Improving the efficacy and safety of these treatments should therefore be the priority. With more and more scientists dedicated to finding new CRISPR systems – using proteins that do not impose the limitations of Cas9 -, or tuning the system we already know, surely sooner rather than later we will see great advances.
Of all the existing proposals to date, the most promising have come from the same place: the Broad Institute, a joint center of Harvard University and MIT. The first, known as base editing, resembles “precision chemical surgery,” according to the director of the research, David Liu, in Nature in 2018. By using an inactivated Cas9 protein, it allows to replace isolated letters of the genetic code without cutting the DNA double helix. This is an extraordinary advantage, since the cell’s repair mechanisms are not turned on, which significantly reduces errors .
At the time, the aforementioned journal Nature predicted that “the ability to alter unique bases means that researchers can now attempt to correct more than half of all human genetic diseases.” However, the illusions fell apart when it was verified that these editors also cause numerous off-target mutations.
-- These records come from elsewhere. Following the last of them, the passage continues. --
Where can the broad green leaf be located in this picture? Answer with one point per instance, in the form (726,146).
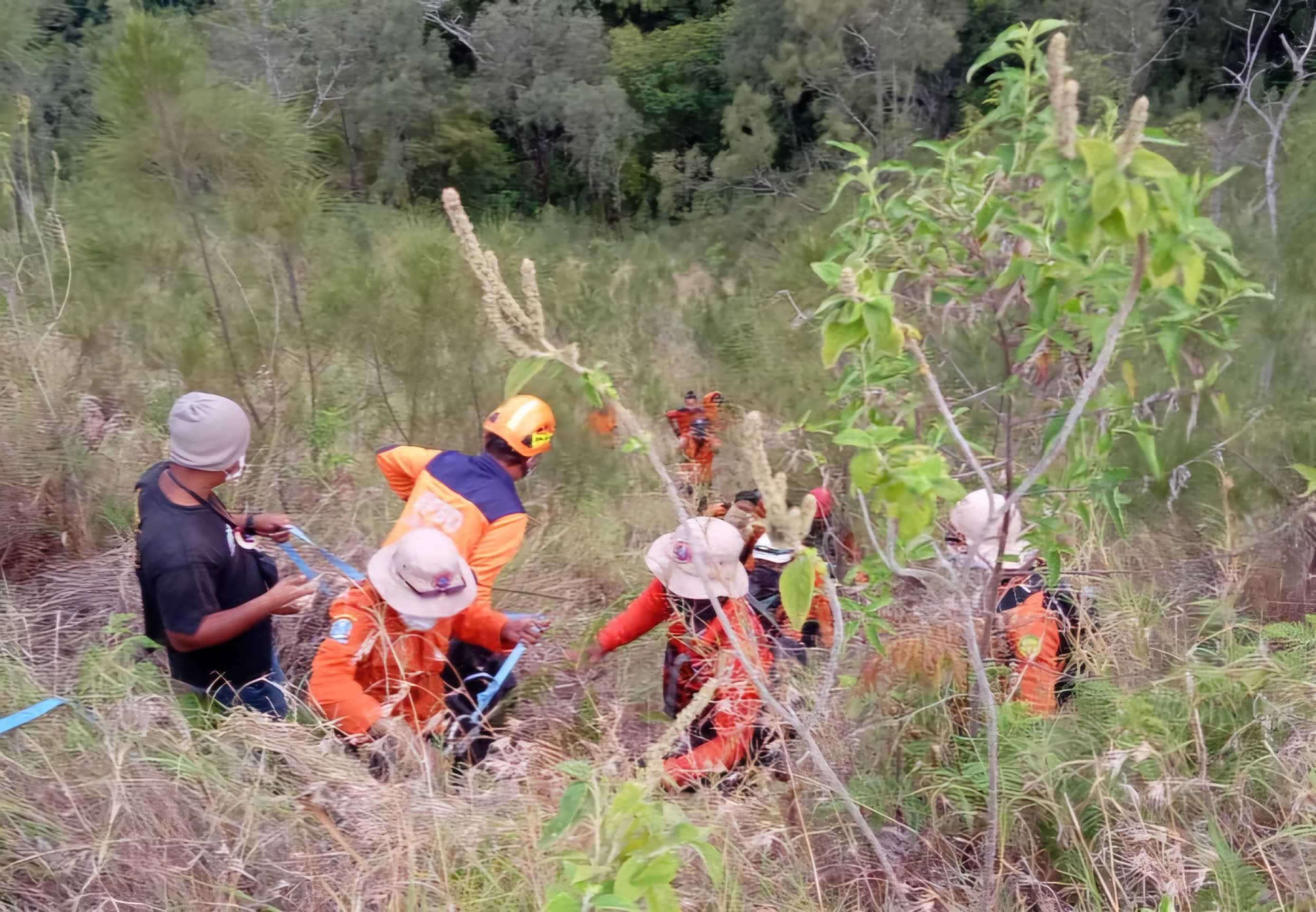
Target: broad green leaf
(1194,273)
(662,898)
(1147,443)
(523,373)
(639,874)
(798,588)
(612,902)
(1109,191)
(1170,340)
(569,811)
(1044,26)
(1013,272)
(989,56)
(1307,473)
(1100,156)
(713,861)
(840,336)
(858,152)
(828,272)
(1149,165)
(564,902)
(574,769)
Even so, scientific progress in this field does not seem to be holding back. On October 21, 2019, the same group of experts from the Broad Institute presented prime editing technology – quality editing – which promises, according to its authors, the possibility of repairing 89% of the 75,000 human genetic variants associated with diseases inheritable.
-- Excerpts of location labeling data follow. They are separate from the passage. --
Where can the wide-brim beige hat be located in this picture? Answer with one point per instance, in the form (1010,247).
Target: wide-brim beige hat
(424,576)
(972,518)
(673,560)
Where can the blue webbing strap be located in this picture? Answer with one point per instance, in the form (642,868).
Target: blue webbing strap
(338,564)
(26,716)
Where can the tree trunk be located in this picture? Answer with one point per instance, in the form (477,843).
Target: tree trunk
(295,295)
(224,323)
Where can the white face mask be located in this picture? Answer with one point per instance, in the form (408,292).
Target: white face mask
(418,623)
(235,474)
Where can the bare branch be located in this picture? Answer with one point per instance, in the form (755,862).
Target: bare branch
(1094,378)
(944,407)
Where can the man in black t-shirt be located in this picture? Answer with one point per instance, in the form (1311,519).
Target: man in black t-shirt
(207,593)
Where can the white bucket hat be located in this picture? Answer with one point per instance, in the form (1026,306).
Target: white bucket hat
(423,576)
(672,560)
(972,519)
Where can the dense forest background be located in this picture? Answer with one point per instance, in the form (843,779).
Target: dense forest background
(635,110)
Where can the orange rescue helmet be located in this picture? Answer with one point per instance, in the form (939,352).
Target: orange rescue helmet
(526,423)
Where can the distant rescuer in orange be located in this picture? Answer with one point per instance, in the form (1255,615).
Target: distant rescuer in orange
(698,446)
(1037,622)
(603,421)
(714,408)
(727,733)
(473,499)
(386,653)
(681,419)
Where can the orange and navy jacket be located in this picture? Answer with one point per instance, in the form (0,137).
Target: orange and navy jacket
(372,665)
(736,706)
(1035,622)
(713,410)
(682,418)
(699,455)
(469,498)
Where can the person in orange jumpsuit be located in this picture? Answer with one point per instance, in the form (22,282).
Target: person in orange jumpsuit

The prime editing system makes use of a special Cas9 protein, altered in the laboratory, capable of cutting a single of the strands of the DNA double helix. With this premium cutter, the team led by Liu conducted 175 experiments on human cells, and succeeded in correcting the genetic causes of disorders as diverse as cystic fibrosis, sickle cell anemia and Tay-Sachs disease. “If CRISPR / Cas9 works like molecular scissors and basic editors like pencils, then we can think of quality editors as word processors,” Liu explained at a press conference.
While CRISPR is based on an enzyme capable of cutting DNA and a piece of guide RNA that defines where to intervene, this new technology works in a more complex way. It combines the cutting activity of Cas9 with another protein, called reverse transcriptase, which converts RNA to DNA. In addition, the RNA guide is also slightly different, as it not only includes the information necessary for cutting, but also contains the instructions for performing the gene editing itself.
When it finds the site where it should cut, the enzyme of this system acts only on one of the DNA strands. In that gap, the reverse transcriptase will add, letter by letter, the desired edition. Once this process is finished, the cellular machinery removes the original sequence, and the editing then goes on to integrate the genetic material, which would avoid many of the mutations that are detected when CRISPR / Cas9 is used. At the moment, the biggest problem is essentially size: the required molecular machinery is considerably more voluminous and complex than that involved in CRISPR / Cas9 and is therefore more difficult to get inside cells.
“More research is needed on a wide variety of cell types and organisms to better understand and refine prime editing ,” Liu’s team acknowledged in Nature. Montoliu, in statements to El País , was also quite cautious, and explained that other groups of scientists must now put the new tool to the test. Only that “will tell us if this innovative procedure for editing genomes is going to have possibilities and a therapeutic path or if it is going to remain as one of the dozens of proposals with alternative variants of CRISPR that we know every week,” the expert pointed out. Time will tell.